第5話 形ある物

「 ―― 網膜パーツに不具合を発見。微小機械ナノマシンを起動し修復調整するわ」

 

「ありがとう、頼むよ」

 

 私は、定期的に人工身体ドロイドボディをスキャンし定期修復調整メンテナンスをしていた。

 覚醒期間でも何か異常があればすぐに修復される。

 

「君のおかげで、私の280年の人生を快適に過ごせたよ。感謝している」

 

「ワタシも、でもそれにも終わりがくるのね ― しかもこんなに突然 ― 」

 

「ああ、そうだな。私もこんな終わりは想像もしてなかったよ。しかしこの宇宙の“まく”が融合したり消滅したり …… いまだに受け入れ難い話だがね」

 

「そうね ― なぜこうなったのか理由はわからないけど ― たとえば シャボン玉はなぜ消えてしまうのかって考えてみたらどう?形ある物はいつかは消えてなくなるもの ―― 結局はこの宇宙も含めて全てのものは永遠には存在できない。生物に限らず鉱物も何億年という長い時間間隔タイムスパンの中で、ゆっくりと原子崩壊しているのだから」


「形ある物はいつかはなくなる … か … 」


「そう考えると、この宇宙自体が崩壊する可能性もゼロではない。この“謎の現象”を説明するもう一つの可能性として“真空崩壊”が考えられるわね 」


「 この宇宙全体が? … だとしてもなぜこんな突然に …? 」


「それは ― 旧世紀の“ヒッグス場の崩壊”という説で、宇宙規模の安定性の喪失によって“真空崩壊”を起こす可能性があるというものよ。重力による時空の湾曲が原因となり“いつでも”起こりうる現象よ。宇宙全体のエネルギーレベルが高くて不安定な場合、“真空崩壊”は計り知れないエネルギーを連鎖的に放出しながらすべての物質を巻き込んでいき最後はなにも残らなくなる ― 」


「宇宙を一つの粒子だと考えたるとあり得ない話でもないが。スケールが超大で現実に起こるとは信じがたいがね。しかし形ある物は … か … 」


「 ― パーツの修復完了よディー、センサーチェックも異常なし」


「ありがとう、メイティ … 」


 

 私の視界で直径1.2メートルの黒い球体の中の800憶以上の銀河の点がきらめく。

 一つ一つの“銀河の点”が集まって銀河群を形成し、銀河群が集まって銀河団を形成し、更に銀河団が集まって超銀河団を形成してる。

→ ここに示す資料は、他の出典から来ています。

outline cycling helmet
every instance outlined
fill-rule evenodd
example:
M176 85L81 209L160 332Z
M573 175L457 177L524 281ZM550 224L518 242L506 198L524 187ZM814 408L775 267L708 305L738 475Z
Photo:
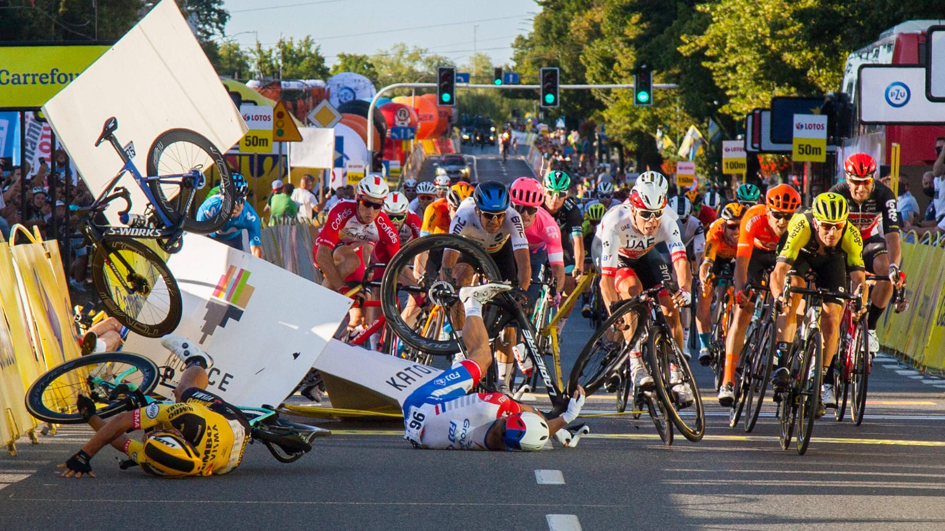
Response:
M516 413L506 417L507 450L541 450L548 442L548 422L535 413Z
M437 187L429 180L424 180L417 185L418 196L433 196L437 193Z
M551 192L567 192L571 187L571 177L561 170L554 170L544 176L544 188Z
M498 180L487 180L475 187L472 194L475 206L481 212L500 213L508 209L508 188Z
M475 188L472 184L465 180L460 180L450 187L449 193L446 194L446 202L453 208L459 208L459 203L472 196L474 190Z
M768 188L765 203L775 212L794 212L800 206L800 194L790 184L779 184Z
M401 192L391 192L387 199L384 199L384 213L390 215L402 215L407 213L410 201L407 197Z
M737 201L732 201L722 207L722 212L718 215L726 221L735 221L745 215L745 205Z
M438 190L443 190L444 188L450 187L450 177L445 173L443 175L438 175L437 179L433 180L433 184Z
M610 184L609 180L600 181L600 184L597 185L597 195L613 196L613 184Z
M509 189L512 202L526 207L537 207L544 202L544 188L541 183L530 177L520 177Z
M666 180L666 176L658 171L644 171L640 174L640 177L637 178L637 184L641 182L652 182L656 184L662 191L663 195L669 190L669 181Z
M847 199L833 192L826 192L814 197L814 205L811 210L814 211L814 217L827 223L846 221L847 215L850 214Z
M357 183L358 196L385 199L389 192L387 181L380 174L369 173Z
M194 447L180 435L170 431L151 432L139 456L142 468L153 474L175 477L196 473L202 465Z
M693 203L685 196L676 196L669 200L669 208L676 211L679 219L685 220L693 214Z
M654 172L655 173L655 172ZM630 204L643 210L661 210L666 206L666 194L655 182L637 180L630 192Z
M746 182L745 184L738 187L735 190L735 200L742 203L757 203L758 197L762 195L762 191L758 189L754 184Z
M591 221L600 221L607 214L607 207L601 203L592 203L588 205L587 218Z
M866 153L853 153L843 162L847 179L872 179L876 175L876 159Z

 そうやって繰り返し、超銀河団が集まった密度の高い領域と、その周りのほとんどなにもない領域ボイドが大規模な“泡構造”を作っていた。

 

 私には目の前にあるホログラムの“泡構造”がさらに大規模な“泡構造”を生む。そうして宇宙は無限につながるフラクタルな階層構造を繰り返す。

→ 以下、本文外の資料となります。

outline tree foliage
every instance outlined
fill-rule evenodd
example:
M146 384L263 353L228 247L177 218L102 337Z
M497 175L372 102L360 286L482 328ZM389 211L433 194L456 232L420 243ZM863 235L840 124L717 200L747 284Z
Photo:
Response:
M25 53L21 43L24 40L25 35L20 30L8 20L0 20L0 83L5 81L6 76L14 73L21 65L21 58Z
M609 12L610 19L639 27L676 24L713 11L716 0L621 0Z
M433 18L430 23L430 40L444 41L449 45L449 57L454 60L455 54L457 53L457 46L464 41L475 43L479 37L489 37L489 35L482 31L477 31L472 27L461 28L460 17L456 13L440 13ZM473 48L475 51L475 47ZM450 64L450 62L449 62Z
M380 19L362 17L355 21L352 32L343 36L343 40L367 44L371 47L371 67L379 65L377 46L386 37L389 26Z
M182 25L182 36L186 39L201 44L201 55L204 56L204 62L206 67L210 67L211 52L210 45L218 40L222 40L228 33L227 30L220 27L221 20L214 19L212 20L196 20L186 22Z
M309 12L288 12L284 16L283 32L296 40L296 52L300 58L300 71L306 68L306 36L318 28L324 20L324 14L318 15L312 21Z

 そしてそれら全てが一瞬にして崩壊していくイメージがで終わる。

 銀河分布の立体ホログラムを見ながら、私は少し目眩めまいをおぼえた。



「 ―― ディー、大丈夫?そろそろ眠る時間よ」

 

「そうだったな …… もしなにかあったら起こしてくれ」

 

 そして私はしばらく眠ることにした。急にいろいろな事が起こり疲れていた。

 私の身体ボディは有機的な部分が義脳しかないため、覚醒期間でも食事や排泄の必要がなかった。しかし睡眠だけは義脳の正常な活動の為には欠かせないもので、通常の人間と同じ地球サイクルで睡眠をとっている。

 

 長い航行生活では退屈な時もあるが、私は休養は全て仮想空間で過ごしている。そこでの私は人間の形態フォームで再現されてた。同じくメイティも人間の形態フォームだがモデル情報データは不明。見ているとどこか懐かしい気もするがはっきりとはわからない。たぶん私の過去の記憶のなごりかもしれない。

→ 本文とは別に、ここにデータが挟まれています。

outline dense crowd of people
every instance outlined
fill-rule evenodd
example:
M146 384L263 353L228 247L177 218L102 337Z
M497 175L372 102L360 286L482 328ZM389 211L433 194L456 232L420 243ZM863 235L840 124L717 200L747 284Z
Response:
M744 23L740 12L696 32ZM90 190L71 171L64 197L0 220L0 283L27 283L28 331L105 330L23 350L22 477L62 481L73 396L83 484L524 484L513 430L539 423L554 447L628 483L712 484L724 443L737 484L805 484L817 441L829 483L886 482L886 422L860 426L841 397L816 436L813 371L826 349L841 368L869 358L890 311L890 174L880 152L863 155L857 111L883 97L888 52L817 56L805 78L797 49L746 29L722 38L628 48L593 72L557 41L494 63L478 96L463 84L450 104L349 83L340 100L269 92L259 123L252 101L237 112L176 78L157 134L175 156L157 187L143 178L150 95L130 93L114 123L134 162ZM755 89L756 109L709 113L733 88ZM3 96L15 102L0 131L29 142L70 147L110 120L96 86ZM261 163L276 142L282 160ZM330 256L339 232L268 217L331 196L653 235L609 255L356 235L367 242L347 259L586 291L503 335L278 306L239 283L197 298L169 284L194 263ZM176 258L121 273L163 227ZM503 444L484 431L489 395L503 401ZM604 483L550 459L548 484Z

 こうして長い時間を彼女と一緒に過ごすうちに、少なからず情も生まれてはきたが彼女はそもそも量子カオス型人工頭脳だ。私の人間的な感情など理解はできないだろう。その前に私が自分自身をなにもわかってはいない。

 

 私はこの宇宙での生活も残りあとわずかだと思うと少し感傷的な気分になった。

 いろいろなことを考えているうちに、いつの間にか深い眠りについていた。

 

 膨張する謎の“空間消滅領域SDA”との接触まで、地球時間換算で残りあと48時間だった。